As any lawyer knows, data security is a huge concern to clients, and it is an area that all Litigation Support vendors should have resources dedicated to. As, in order to ensure that the most robust data protection and information processes are in place, this must be underpinned by a rigorous physical security process.
Make sure you’ve read part one to this blog.
Due to the confidential nature of work that any eDiscovery vendor undertakes, they should hold a number of certifications regarding Data Security which are complemented by comprehensive internal company policies.
Certifications regarding data security
One of the most important is the internationally recognised ISO 27001 certificate, which encompasses company security policy, asset management, physical and environmental security, access control, security incident management and compliance. The ISO 9001 certificate in Management Systems is also extremely important certification and ensures that companies are complying with industry standards regarding internal policies, records, auditing and have sufficient business continuity systems in place. Each member of the delivery team should work within the ISO 9001 recognised standards to ensure continuity of service and to ensure that clients data remains secure.
Fines of data breaches
It is important to understand the consequences that may be applied by the various regulatory bodies if there is a breach of these and other standards. For example, under the UK’s Data Protection Act, the maximum fine for companies for data breaches was £500.000. Since the EU’s GDPR came in to force on 25 May 2018, companies can now be fined a penalty of up to 4 per cent turnover. In July 2019, the ICO flexed its GDPR enforcement muscles for the first time. British Airways is facing a record fine of £183m for last year’s data leakage (1.5 per cent of its turnover), and it was revealed that hotel chain Marriott would be fined £99m (3 per cent).
Other large fines included a £385,000 against Uber, relating to a security incident affecting the personal data of 2.7 million users and 82,000 drivers, and a £325,000 fine against the Crown Prosecution Service for losing unencrypted DVDs containing recordings of police interviews.
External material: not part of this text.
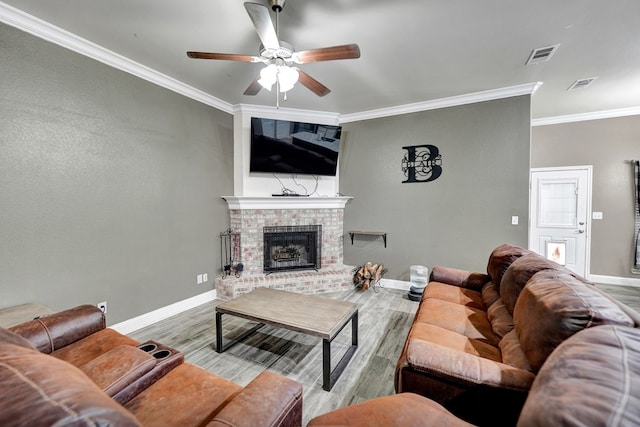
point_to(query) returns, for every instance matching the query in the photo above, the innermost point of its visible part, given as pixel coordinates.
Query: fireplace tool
(230, 253)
Yahoo! UK Services Ltd were also fined a £250,000 penalty relating to a breach affecting the data of approximately 500 million users worldwide.
How secure is Altlaw?
Aside from the ISO certifications, Altlaw also holds a certificate in Cyber Essentials, a Government-backed, industry-supported scheme to help organisations protect themselves against common online threats. In holding this certificate, we demonstrate to our customers and supply chain that Altlaw have considered security controls and are working in a safe and secure environment.
We would also recommend that as a custodian of client data a UK based eDiscovery vendor should also be a member of the Information Commissioner’s Office. This enables companies, such as Altlaw, to keep up to date with changes in legislation and other industry news/best practice which affects this vital part of our business.